The 19 years from 1948 to 1967 represents the only time in 3,000 years that the city has been divided. Yet the world assumes that those 19 years represents some sort of norm, and that the acquisition of eastern Jerusalem by Israel represents a deprivation of the rights of the Arabs.
An historical distortion.

In 1967, Israel took down all barriers separating the two parts of the city and declared Jerusalem as a united city the capital of Israel. In 1980, the Knesset passed the "Basic Law: Jerusalem, Capital of Israel", which restates the position that "Jerusalem, complete and united, is the capital of Israel."
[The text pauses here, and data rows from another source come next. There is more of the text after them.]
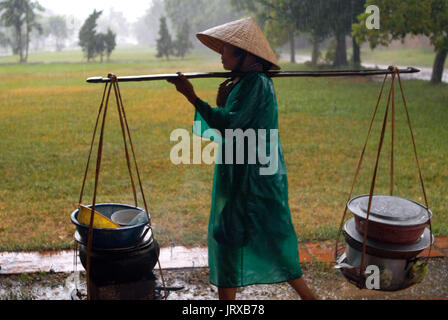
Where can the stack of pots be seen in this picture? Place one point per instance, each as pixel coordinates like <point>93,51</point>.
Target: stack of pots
<point>396,234</point>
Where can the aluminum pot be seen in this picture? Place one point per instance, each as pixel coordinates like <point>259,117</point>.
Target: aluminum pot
<point>125,237</point>
<point>398,265</point>
<point>392,219</point>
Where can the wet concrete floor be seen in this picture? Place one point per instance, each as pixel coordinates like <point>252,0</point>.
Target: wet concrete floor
<point>193,284</point>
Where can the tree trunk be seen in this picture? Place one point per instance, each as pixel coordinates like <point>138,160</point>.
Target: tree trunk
<point>315,54</point>
<point>19,43</point>
<point>437,69</point>
<point>340,58</point>
<point>356,53</point>
<point>292,47</point>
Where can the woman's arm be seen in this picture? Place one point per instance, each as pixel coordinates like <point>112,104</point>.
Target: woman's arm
<point>215,117</point>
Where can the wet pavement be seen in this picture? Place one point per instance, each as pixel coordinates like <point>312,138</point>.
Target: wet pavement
<point>55,276</point>
<point>192,284</point>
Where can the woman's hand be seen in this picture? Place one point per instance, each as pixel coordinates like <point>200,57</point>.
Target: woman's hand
<point>223,92</point>
<point>185,87</point>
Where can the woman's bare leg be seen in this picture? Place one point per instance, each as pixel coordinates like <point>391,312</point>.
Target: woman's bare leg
<point>302,289</point>
<point>227,293</point>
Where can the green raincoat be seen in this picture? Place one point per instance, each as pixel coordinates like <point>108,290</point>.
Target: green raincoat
<point>251,239</point>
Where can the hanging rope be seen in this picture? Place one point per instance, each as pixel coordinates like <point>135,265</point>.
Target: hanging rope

And yet in the main the world won't recognize Jerusalem as Israel's capital. I am not aware of a single other instance in which the world denies a country the right to declare its own capital. But the vast majority of embassies are situated in Tel Aviv. There seems a great reluctance to "offend" the Arabs by recognizing Jerusalem as Israeli.

This applies, by the way, to the U.S., whose embassy is in Tel Aviv, in spite of legislation calling for its move to Jerusalem. (This situation exists because Congress, which passed the law, is far more sympathetic to Israel than U.S. presidents, charged with enacting the law in line with security interests.) What is so strange about this is that the U.S. embassy is slated to be in west Jerusalem, which theoretically should not be under dispute. Babies born in west Jerusalem of American parents, secure U. S. birth certificates that certify the birth was in Jerusalem, but do not say Israel. This is not only deeply offensive, it is an outrage.

All of this dovetails with the mindset of the people over at the European Union. There is no way that any neighborhoods of Jerusalem can be deemed "illegal occupied settlements." But the battle for Jerusalem is quite critical.

For years we've been hearing that the goal of the Palestinians is a state "with its capital in Jerusalem." The Palestinians work diligently to stake their claim to the city, or -- at least for starters -- to part of it. They have no claim, I will insist. Yet the issue of "Jerusalem" keeps showing up on lists of outstanding issues to be negotiated.

Totally aside from all of the reasons of history and moral justice that argue against the Palestinian claim for Jerusalem to be divided, there are purely pragmatic issues: The fact is that the Arab and Jewish neighborhoods are so intertwined that separating them, as belonging to two different states, would be an impossibility. To drive from one Jewish neighborhood to another would require going through Arab neighborhoods that belonged to another state. Issues of security and road maintenance and a host of other factors would be just about impossible to handle.

The Palestinians are working overtime to disabuse the world of the recognition of Jewish roots in Jerusalem. They claim, in their writings and various TV programs, that we never had Temples here. Arafat made such a statement to President Clinton, and PA President Mahmoud Abbas is on record as having said this as well. They distort and attempt to erase our history.

But the fact is that the very heart of our right to be here, and of our devotion to the land of Israel, lies within Jerusalem. Jerusalem United.

Arlene
Writing in Jerusalem

Comments:
I hope Israel can improve health care as many lack coverage.